She turns toward me. My eyes land on her bright ones, the evergreen shade easily becoming one of my favorite colors. “Relax. I’m joking. I watched about three hours’ worth of YouTube videos before playing that night. You’re looking at the proud winner of eight-thousand euros.” She swipes her hand across her palm, making invisible money fly away. “It wasn’t the full strip-poker experience, but I made it down to my bra. I can’t say the same about the boys though because Maya and I hustled.”

I bark out a laugh, letting go of my previous annoyance. “I wouldn’t expect anything less from you. And the porn experience? I should be offended about not having an invite to that one.”

She rolls her eyes while fighting a smile. “That one was just me and Maya after we had a few too many glasses of wine.”

“What type of porn did you watch? Girl on girl? Girl on boy on girl? Maybe you’re into soft-core porn with a riveting storyline?”

Her laughing into the sky makes my heart beat faster in my chest. I sit, wanting to take a deep breath of fresh air to calm my body down. Except now I get a full visual of Sophie with her soft lips parted slightly, luring me in, her eyes shifting from me to the sky.

My hands move on their own, brushing away some loose strands of hair that escaped her ponytail and trail down her face.

She takes a deep breath. Her eyes close for the briefest second before they open again. “Liam…”

One word sobers me because her eyes tell me she needs more time. She likes our friendship, and shit, I do too.

I didn’t think I would. When she turned me down in Barcelona, I wasn’t sure I could be her friend. The idea made me nauseous, reminding me of memories I wanted to keep hidden forever. But the more time I spend around Sophie, the more addicted I get. It’s impossible to ignore the pull I have toward her, both physically and emotionally, something I thought was long gone from my life. She pushes me in every way and meets me stride for stride. And fuck if my relationship with her doesn’t terrify me as much as it excites me.


“All right, let’s get this show on the road.” Sophie tugs me away from two girls who look annoyed at the intrusion. I follow her through the event for the Canadian Grand Prix, ignoring sponsors calling my name. F1 put on a nice dinner with music, dancing, and decent alcohol. Candles flicker around the room, shrouding us in darkness except for shadows moving across the walls.

I’ve barely seen Sophie tonight. We’ve both been busy since she needs to hang with her dad while I schmooze. Earlier, Rick found me and gave me bleak news about no offers from teams, leaving me disappointed and irritable. But the smile on Sophie’s face knocks my bad mood right out of me.

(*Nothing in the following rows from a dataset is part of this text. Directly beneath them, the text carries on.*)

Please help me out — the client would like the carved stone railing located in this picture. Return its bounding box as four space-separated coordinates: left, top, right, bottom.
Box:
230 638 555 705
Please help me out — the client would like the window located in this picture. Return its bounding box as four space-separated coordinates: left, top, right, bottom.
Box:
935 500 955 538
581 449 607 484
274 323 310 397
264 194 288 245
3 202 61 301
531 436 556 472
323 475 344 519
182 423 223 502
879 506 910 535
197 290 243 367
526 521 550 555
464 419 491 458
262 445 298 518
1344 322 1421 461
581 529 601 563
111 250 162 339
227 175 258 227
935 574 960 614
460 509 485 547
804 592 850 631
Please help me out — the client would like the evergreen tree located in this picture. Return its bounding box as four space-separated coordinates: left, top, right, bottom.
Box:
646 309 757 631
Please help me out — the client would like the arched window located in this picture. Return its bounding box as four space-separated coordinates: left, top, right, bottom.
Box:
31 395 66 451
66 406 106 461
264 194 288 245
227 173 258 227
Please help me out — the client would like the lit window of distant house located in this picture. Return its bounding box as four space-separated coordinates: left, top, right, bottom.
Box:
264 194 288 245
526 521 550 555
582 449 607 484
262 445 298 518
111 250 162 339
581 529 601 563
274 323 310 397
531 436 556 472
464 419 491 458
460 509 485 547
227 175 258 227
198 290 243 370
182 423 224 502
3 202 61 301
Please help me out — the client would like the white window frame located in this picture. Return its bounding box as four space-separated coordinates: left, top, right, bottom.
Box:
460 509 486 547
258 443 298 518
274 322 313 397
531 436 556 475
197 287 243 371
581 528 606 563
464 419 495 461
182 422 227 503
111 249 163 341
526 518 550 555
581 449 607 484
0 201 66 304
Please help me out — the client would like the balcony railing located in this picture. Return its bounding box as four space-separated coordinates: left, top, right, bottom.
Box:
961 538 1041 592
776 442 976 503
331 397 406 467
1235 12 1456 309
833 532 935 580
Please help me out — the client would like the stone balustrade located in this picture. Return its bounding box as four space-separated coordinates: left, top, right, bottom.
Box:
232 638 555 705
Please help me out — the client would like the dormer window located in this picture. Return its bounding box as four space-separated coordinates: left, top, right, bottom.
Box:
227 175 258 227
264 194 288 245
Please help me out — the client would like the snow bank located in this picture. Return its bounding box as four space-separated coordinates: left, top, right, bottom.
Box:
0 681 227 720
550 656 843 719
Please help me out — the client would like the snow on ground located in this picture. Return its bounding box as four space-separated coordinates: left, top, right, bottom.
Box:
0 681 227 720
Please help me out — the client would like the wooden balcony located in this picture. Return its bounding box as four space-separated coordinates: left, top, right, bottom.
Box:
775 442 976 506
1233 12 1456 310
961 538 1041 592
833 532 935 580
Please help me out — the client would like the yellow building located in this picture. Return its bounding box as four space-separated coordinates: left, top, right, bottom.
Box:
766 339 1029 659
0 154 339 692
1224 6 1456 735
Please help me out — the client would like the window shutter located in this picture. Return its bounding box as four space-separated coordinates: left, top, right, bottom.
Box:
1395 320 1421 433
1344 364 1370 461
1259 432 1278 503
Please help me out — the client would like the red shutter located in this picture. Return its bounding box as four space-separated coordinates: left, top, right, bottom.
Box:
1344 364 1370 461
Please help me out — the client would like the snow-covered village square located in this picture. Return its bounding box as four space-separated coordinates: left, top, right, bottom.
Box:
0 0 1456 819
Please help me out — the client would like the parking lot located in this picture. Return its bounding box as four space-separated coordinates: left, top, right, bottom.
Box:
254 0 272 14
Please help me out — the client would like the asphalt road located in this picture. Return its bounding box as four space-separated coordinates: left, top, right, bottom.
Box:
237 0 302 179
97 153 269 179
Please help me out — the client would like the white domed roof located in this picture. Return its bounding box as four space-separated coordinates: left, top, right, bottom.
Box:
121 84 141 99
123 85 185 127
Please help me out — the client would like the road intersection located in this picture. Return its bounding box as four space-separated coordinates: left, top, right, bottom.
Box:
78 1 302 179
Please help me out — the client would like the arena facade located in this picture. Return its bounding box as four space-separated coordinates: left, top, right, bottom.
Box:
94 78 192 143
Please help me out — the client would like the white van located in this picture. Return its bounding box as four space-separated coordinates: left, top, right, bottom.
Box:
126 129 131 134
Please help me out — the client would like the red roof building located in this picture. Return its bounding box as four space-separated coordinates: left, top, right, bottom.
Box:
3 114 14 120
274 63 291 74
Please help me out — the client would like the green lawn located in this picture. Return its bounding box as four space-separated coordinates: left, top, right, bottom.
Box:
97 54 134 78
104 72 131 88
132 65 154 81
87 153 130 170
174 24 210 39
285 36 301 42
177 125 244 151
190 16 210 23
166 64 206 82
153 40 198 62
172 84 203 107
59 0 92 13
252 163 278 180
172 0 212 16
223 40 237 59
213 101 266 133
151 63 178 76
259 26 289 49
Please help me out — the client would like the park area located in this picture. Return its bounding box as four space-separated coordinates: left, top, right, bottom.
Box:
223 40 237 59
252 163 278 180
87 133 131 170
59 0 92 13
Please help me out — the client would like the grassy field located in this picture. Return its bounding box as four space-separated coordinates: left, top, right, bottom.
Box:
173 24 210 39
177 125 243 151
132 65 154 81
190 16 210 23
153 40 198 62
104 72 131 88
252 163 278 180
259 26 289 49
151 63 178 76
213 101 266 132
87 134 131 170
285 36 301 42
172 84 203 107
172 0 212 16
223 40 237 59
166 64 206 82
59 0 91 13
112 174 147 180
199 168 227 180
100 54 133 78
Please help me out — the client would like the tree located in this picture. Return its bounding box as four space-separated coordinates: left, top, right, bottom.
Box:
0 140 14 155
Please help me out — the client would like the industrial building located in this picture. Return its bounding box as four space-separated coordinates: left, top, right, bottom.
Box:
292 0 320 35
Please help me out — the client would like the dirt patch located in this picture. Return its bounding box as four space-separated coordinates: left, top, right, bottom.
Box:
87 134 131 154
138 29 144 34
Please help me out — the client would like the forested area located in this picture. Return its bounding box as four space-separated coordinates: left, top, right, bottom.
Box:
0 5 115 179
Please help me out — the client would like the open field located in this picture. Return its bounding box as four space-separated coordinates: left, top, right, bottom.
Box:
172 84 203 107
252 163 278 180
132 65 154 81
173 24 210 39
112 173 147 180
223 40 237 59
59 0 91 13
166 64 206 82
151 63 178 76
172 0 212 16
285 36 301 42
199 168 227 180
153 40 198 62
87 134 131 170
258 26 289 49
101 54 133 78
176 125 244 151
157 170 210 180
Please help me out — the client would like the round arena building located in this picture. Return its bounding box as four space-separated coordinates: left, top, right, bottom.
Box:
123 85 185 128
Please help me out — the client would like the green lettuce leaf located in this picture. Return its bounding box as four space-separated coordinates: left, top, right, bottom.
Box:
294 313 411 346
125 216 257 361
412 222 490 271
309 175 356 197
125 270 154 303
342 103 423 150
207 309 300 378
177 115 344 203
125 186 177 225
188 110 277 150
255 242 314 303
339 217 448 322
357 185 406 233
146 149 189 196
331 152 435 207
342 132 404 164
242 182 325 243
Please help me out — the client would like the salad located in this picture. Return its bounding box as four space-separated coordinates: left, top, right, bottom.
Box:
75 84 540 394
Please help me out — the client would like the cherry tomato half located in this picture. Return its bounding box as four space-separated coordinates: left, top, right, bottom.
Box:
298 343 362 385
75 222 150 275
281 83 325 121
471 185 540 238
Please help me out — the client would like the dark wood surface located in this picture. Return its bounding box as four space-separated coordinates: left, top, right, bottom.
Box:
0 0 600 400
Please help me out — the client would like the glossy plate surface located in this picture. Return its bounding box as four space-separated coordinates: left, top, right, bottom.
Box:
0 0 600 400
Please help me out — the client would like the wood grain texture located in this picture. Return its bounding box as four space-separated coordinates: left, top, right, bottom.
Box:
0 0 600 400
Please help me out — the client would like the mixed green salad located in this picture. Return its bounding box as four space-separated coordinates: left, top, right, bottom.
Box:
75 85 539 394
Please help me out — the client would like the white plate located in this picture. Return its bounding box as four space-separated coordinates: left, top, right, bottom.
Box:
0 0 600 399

“I was in the middle of something.” I really wasn’t because girls like those are only after one thing and I’ve been on a body-wide lockdown for everyone who isn’t Sophie. But I’m curious why she feels the need to pull me away.

“I have a favor to ask of you.”

“I’m going to start logging all these favors you owe me. First, you wanted me to distract Noah from Maya, then it’s to help with your list. Next, you’re going to ask me for money.” I add the last one to get a stir out of her.

“First of all, you imposed yourself on my list. Second, I don’t want or need money from you! Don’t insult me.”

Sophie has good intentions and never tries to go after the wrong things. She’s the perfect girl if I were looking for that kind of thing, but I’m not, so I digress.

She huffs as she drags me away from any prying eyes. “Anyway, I need help. I want to get high once.”

I can’t help the snort-laugh that comes out of me. “You can’t be serious. Now?”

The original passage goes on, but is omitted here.